Eligibility |
Key Inclusion Criteria:
- Male or female, 12 years of age or older.
- Have undergone an allo-HSCT from any donor source using bone marrow, peripheral blood
stem cells, or cord blood for hematologic malignancies. Recipients of nonmyeloablative
and myeloablative conditioning regimens are eligible.
- Clinically suspected all grades chronic GVHD according to NIH Consensus Criteria that
is refractory or intolerant to corticosteroids, occurring after allo-HSCT with any
conditioning regimen and any anti-GVHD prophylactic regimen. Clinical suspicion of
steroid-refractory chronic GVHD by the treating physician is also sufficient.
- Evidence of myeloid engraftment (eg, absolute neutrophil count = 1.0 × 10^9/L for 3
consecutive days if ablative therapy was previously used). Use of growth factor
supplementation is allowed.
- Evidence of platelet engraftment (ie, platelets = 20 × 10^9/L).
- Eastern Cooperative Oncology Group (ECOG) performance status 0 to 3.
- Be willing to avoid pregnancy or fathering children based on 1 of the following
criteria:
- Women of non-childbearing potential (ie, surgically sterile with a hysterectomy
and/or bilateral oophorectomy OR = 12 months of amenorrhea).
- Woman of childbearing potential who has a negative serum pregnancy test at
screening and who agrees to take appropriate precautions to avoid pregnancy (with
at least 99% certainty) from screening through safety follow-up. Permitted
methods that are at least 99% effective in preventing pregnancy should be
communicated to the patient and their understanding confirmed.

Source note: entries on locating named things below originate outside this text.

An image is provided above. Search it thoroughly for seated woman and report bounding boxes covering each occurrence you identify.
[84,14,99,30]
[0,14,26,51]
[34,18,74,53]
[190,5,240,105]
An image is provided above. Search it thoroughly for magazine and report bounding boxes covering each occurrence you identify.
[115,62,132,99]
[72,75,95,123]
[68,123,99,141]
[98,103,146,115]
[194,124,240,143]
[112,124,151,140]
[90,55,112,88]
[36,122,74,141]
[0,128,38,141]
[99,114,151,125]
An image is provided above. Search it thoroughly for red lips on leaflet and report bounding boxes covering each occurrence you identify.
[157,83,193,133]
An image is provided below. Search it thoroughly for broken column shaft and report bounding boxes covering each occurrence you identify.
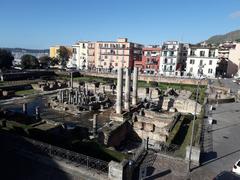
[35,106,40,120]
[116,67,123,114]
[70,72,73,88]
[132,67,138,105]
[124,68,131,111]
[23,103,27,114]
[93,114,97,137]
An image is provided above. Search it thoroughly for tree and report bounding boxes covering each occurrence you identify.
[21,54,39,69]
[58,46,70,67]
[38,56,52,68]
[0,49,14,69]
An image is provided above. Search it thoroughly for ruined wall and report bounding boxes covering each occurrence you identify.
[83,72,208,85]
[162,97,202,114]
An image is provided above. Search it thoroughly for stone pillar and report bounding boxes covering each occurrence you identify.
[23,103,27,114]
[100,104,104,111]
[102,85,106,94]
[35,106,40,120]
[124,68,131,111]
[88,106,92,111]
[60,91,64,103]
[116,67,123,114]
[71,72,73,88]
[132,67,138,105]
[93,85,97,94]
[149,89,153,100]
[93,114,98,137]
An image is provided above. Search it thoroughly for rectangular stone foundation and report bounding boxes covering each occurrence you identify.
[110,112,129,122]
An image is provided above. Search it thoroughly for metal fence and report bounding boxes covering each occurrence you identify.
[149,142,180,156]
[1,133,108,174]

- Man who agrees to take appropriate precautions to avoid fathering children (with
at least 99% certainty) from screening through safety follow-up. Permitted
methods that are at least 99% effective in preventing pregnancy should be
communicated to the patient and their understanding confirmed.
- Able to provide written informed consent and/or assent from the patient, parent, or
guardian.
Key Exclusion Criteria:
- Eligible for an existing and actively enrolling Incyte sponsored clinical trial for
ruxolitinib for the treatment of GVHD.
- Clinically suspected all grades of acute GVHD as per Minnesota-Center for
International Blood and Marrow Transplant Research (MN-CIBMTR) criteria or clinical
suspicion of acute GVHD by the treating physician.

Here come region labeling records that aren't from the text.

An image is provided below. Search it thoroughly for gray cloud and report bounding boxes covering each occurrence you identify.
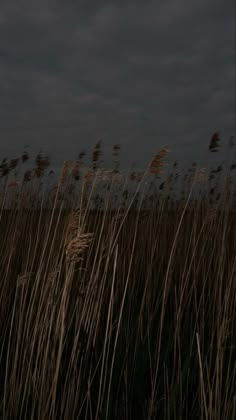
[0,0,235,171]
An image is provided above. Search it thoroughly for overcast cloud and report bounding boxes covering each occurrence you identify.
[0,0,235,171]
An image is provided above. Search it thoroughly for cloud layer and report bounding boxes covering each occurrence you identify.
[0,0,235,170]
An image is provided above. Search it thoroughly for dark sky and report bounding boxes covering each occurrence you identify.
[0,0,235,168]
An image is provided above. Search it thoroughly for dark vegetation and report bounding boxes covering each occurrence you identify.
[0,133,236,420]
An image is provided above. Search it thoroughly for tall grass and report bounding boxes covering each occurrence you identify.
[0,139,236,420]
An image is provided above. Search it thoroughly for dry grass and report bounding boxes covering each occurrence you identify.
[0,143,236,420]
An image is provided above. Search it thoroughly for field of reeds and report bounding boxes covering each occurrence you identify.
[0,134,236,420]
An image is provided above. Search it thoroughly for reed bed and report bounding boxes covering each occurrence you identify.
[0,136,236,420]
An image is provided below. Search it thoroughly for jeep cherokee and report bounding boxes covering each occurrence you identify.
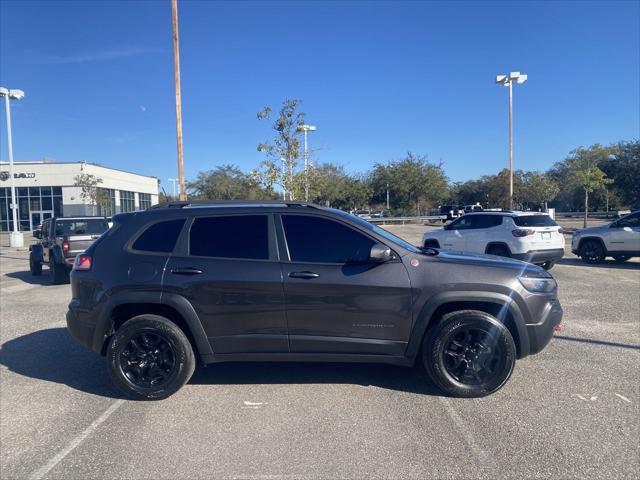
[67,202,562,400]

- Patients or legal guardians unable to review and sign informed consent form.
- Females who are pregnant or breastfeeding, and males and females who cannot comply
with requirements to avoid fathering a child or becoming pregnant.
- Patients with inadequate liver function (alanine aminotransferase above 4 × upper
limit of normal (ULN) or direct bilirubin 4 × ULN and the laboratory abnormalities are
considered to be due to underlying liver dysfunction) unless attributed to GVHD.
- Patients with end stage renal function (creatinine clearance (CrCl) < 15 mL/min or
glomerular filtration rate < 15 mL/min), regardless of whether hemodialysis is
required.
- Any underlying or current medical or psychiatric condition that, in the opinion of the
treating physician, would place the patient at an unacceptable risk if he or she were
to participate in the program.
- Previous allergic reactions to Janus kinase (JAK) inhibitors or excipients.
- Patients who are currently taking any anticancer therapy (eg, chemotherapy, radiation
therapy, surgery, immunotherapy, biologic therapy, hormonal therapy, or tumor
embolization).
- Concomitant use of any JAK inhibitor.
- Initiating therapy with any investigational medication.
- Presence of an active uncontrolled infection. An active uncontrolled infection is
defined as hemodynamic instability attributable to sepsis or new symptoms, worsening
physical signs, or radiographic findings attributable to infection. Persisting fever
without signs or symptoms will not be interpreted as an active uncontrolled infection.
- Known HIV infection.
- Active hepatitis B virus (HBV) or hepatitis C virus infection that requires treatment
or at risk for HBV reactivation. At risk for HBV reactivation is defined as hepatitis
B surface antigen positive or anti-hepatitis B core antibody positive. Previous test
results obtained as part of standard of care before allo-HSCT that confirm a patient
is immune and not at risk for reactivation (ie, hepatitis B surface antigen negative,
surface antibody positive) may be used for purposes of eligibility.